The parser we developed in Chapter 5 was dumb because it had no memory: it did not recall which constituents it had already built and often did reparse a constituent it had parsed at some previous processing step. When a big grammar is used, this re-parsing of constituents can become very costly.

This problem is neither specific to our recogniser, nor to the specific (bottom-up) parsing strategy it uses. It also affects top-down parsers. As a simple example suppose the string to be analysed is the verb phrase "saw the man talk with the actress" and the grammar contains the following rules:

VP --> V NP VP --> V NP PP VP --> V NP VP

And suppose that we use a top-down parser.

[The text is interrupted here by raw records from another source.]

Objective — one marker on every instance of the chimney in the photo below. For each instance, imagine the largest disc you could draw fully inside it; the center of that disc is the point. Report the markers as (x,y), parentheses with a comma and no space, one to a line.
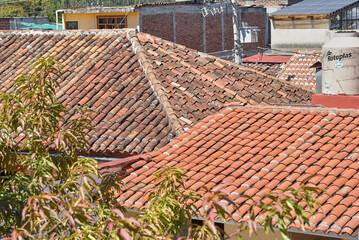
(340,72)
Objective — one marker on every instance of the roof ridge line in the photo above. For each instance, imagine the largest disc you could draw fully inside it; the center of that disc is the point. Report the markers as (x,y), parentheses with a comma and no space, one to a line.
(309,108)
(156,85)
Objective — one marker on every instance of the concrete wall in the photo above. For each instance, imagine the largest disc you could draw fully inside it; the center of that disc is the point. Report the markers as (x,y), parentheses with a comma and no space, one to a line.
(293,39)
(88,21)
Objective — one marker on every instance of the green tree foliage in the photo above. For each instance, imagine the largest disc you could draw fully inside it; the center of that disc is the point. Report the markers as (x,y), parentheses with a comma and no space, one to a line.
(29,8)
(48,192)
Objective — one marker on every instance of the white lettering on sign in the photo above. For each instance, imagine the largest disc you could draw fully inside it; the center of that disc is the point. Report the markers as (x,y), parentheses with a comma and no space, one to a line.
(339,65)
(212,10)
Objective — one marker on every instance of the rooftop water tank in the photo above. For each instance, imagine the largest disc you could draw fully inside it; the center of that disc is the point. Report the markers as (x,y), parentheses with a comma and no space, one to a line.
(341,64)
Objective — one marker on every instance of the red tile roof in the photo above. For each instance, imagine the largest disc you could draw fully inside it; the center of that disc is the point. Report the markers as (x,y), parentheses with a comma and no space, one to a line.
(144,91)
(299,70)
(264,58)
(260,149)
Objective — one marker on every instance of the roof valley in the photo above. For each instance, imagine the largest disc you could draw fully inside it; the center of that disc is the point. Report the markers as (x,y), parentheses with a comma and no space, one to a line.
(156,85)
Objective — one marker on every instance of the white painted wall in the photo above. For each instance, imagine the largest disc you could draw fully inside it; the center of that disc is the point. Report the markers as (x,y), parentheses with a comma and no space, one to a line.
(303,39)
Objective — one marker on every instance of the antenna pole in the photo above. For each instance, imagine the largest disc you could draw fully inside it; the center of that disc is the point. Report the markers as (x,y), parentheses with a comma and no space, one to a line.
(236,36)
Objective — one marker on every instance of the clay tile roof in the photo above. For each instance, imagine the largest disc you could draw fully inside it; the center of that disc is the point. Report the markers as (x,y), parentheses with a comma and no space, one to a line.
(270,69)
(263,148)
(264,58)
(299,70)
(144,91)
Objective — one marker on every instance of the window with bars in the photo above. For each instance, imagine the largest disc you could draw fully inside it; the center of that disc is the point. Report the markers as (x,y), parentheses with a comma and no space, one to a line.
(111,22)
(72,25)
(348,19)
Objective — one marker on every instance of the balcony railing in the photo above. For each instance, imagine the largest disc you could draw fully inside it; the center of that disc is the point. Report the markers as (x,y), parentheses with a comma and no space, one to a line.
(105,3)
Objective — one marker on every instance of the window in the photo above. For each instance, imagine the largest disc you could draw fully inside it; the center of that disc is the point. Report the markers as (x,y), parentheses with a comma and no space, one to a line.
(111,22)
(72,25)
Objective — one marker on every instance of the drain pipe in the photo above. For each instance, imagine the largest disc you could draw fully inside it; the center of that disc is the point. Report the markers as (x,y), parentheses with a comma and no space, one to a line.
(57,19)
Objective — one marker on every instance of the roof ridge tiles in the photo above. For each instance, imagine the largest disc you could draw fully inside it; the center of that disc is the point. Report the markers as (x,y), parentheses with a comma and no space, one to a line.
(155,83)
(309,108)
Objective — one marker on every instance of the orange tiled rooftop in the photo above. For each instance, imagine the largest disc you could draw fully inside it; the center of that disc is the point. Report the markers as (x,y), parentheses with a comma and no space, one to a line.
(144,91)
(260,149)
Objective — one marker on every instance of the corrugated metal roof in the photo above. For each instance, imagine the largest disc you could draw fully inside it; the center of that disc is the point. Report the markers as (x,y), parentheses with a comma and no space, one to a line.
(315,7)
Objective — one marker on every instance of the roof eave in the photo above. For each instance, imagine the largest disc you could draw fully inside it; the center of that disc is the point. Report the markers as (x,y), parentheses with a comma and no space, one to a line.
(99,9)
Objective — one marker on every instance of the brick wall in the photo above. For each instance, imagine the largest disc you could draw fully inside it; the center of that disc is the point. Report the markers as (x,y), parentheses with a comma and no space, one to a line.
(255,18)
(189,30)
(161,24)
(4,24)
(211,33)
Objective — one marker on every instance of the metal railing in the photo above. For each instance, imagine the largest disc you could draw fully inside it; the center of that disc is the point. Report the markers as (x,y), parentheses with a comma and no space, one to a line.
(105,3)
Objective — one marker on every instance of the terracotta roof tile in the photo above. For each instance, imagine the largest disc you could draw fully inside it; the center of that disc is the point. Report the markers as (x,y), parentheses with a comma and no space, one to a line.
(281,162)
(144,91)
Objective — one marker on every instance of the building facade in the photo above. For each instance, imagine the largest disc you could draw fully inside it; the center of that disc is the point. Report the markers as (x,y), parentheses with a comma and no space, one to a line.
(203,27)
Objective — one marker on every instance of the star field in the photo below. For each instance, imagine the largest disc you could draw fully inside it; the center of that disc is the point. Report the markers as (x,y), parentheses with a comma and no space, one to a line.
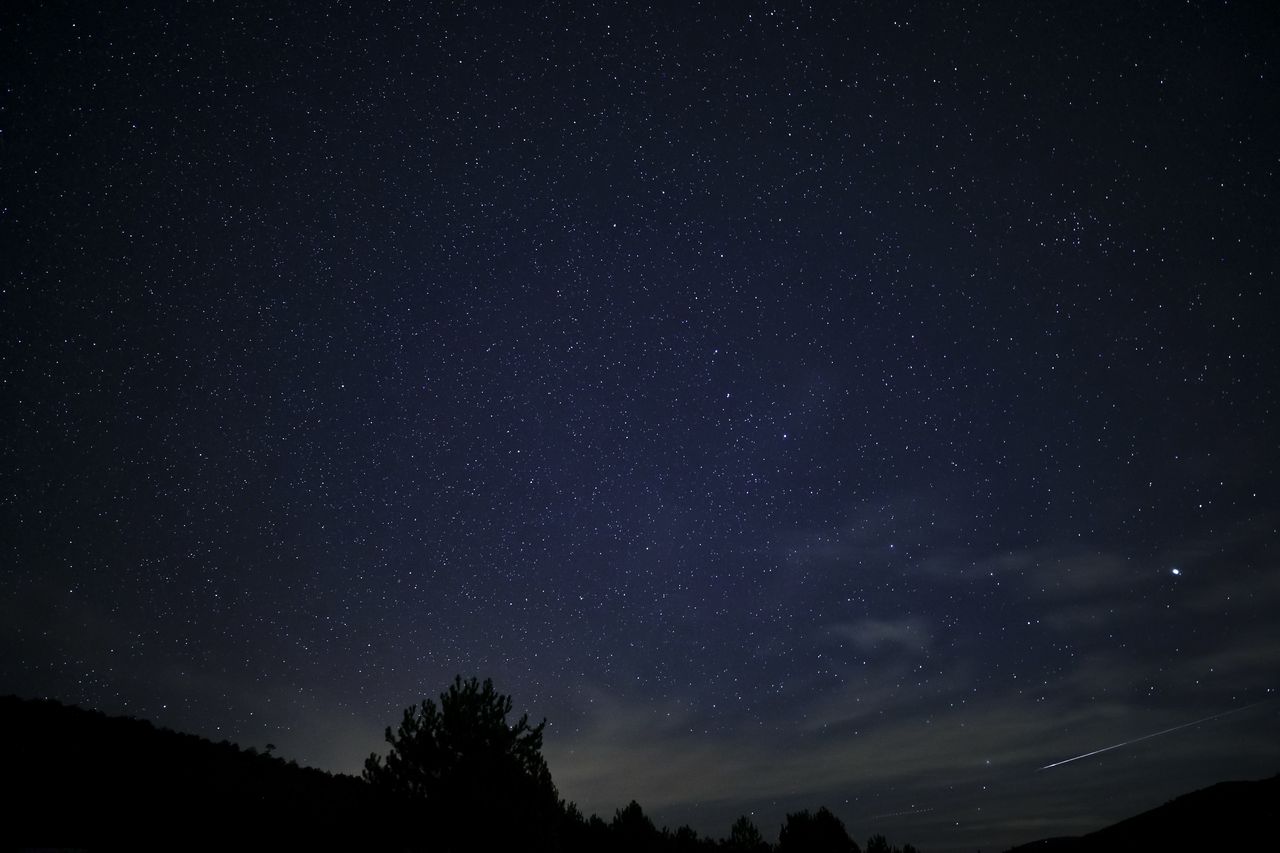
(800,404)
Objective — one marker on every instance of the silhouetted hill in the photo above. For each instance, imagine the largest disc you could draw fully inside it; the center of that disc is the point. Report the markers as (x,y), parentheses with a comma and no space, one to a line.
(80,776)
(1224,816)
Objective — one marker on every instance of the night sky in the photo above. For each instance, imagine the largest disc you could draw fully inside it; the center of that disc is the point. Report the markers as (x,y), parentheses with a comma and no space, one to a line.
(860,405)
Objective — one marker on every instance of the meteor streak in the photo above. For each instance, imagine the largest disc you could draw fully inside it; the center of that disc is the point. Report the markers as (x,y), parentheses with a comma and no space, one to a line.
(1185,725)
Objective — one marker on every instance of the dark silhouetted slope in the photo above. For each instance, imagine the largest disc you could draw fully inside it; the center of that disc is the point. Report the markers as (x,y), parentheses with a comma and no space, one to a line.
(80,776)
(1224,816)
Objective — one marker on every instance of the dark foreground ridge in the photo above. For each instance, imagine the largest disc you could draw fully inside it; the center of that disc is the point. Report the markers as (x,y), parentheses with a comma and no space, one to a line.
(83,779)
(1232,815)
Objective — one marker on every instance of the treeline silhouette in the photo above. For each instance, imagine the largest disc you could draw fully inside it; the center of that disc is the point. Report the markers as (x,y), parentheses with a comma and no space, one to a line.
(457,776)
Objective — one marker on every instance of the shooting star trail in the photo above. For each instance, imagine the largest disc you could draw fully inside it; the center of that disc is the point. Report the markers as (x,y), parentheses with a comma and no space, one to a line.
(1185,725)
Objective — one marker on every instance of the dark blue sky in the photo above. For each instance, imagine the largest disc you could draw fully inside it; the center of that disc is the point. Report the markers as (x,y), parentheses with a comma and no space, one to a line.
(859,405)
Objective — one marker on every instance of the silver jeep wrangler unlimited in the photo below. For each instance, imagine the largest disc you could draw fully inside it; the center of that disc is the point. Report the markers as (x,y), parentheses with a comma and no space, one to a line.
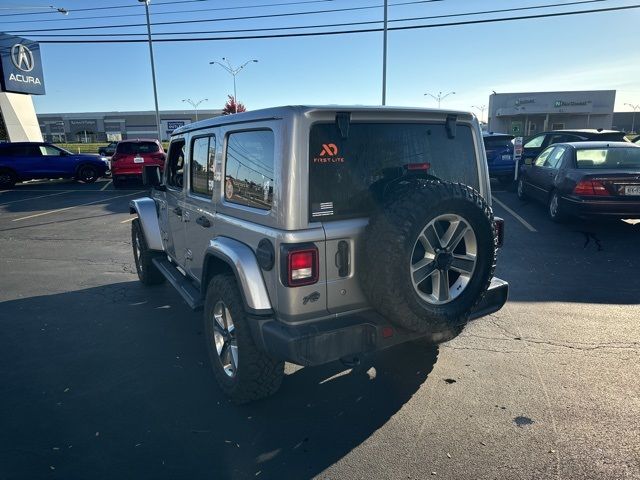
(313,234)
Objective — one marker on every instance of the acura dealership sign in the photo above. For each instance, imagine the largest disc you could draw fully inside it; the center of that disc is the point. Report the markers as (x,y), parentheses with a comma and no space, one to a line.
(21,65)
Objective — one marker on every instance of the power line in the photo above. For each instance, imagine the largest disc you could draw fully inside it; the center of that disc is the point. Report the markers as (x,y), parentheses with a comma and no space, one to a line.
(108,7)
(226,19)
(368,30)
(348,24)
(173,12)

Then assuming the rules are treated sequentially and in the order given above, a chartless parser applies the first rule thereby parsing the verb "saw" and the NP "the man"; as the first rule fails, the second rule is tried out: again the verb "saw" and the NP "the man" are parsed. Finally the third rule is tried out and the parser succeeds. In total, both the verb "saw" and the NP "the man" are parsed three times which obviously is a waste of precious time.

To remedy this shortcoming, chart parsers use a table or "chart" in which parsed constituents are stored. The parsing strategy then ensures that no constituent is added to the chart which is already in it.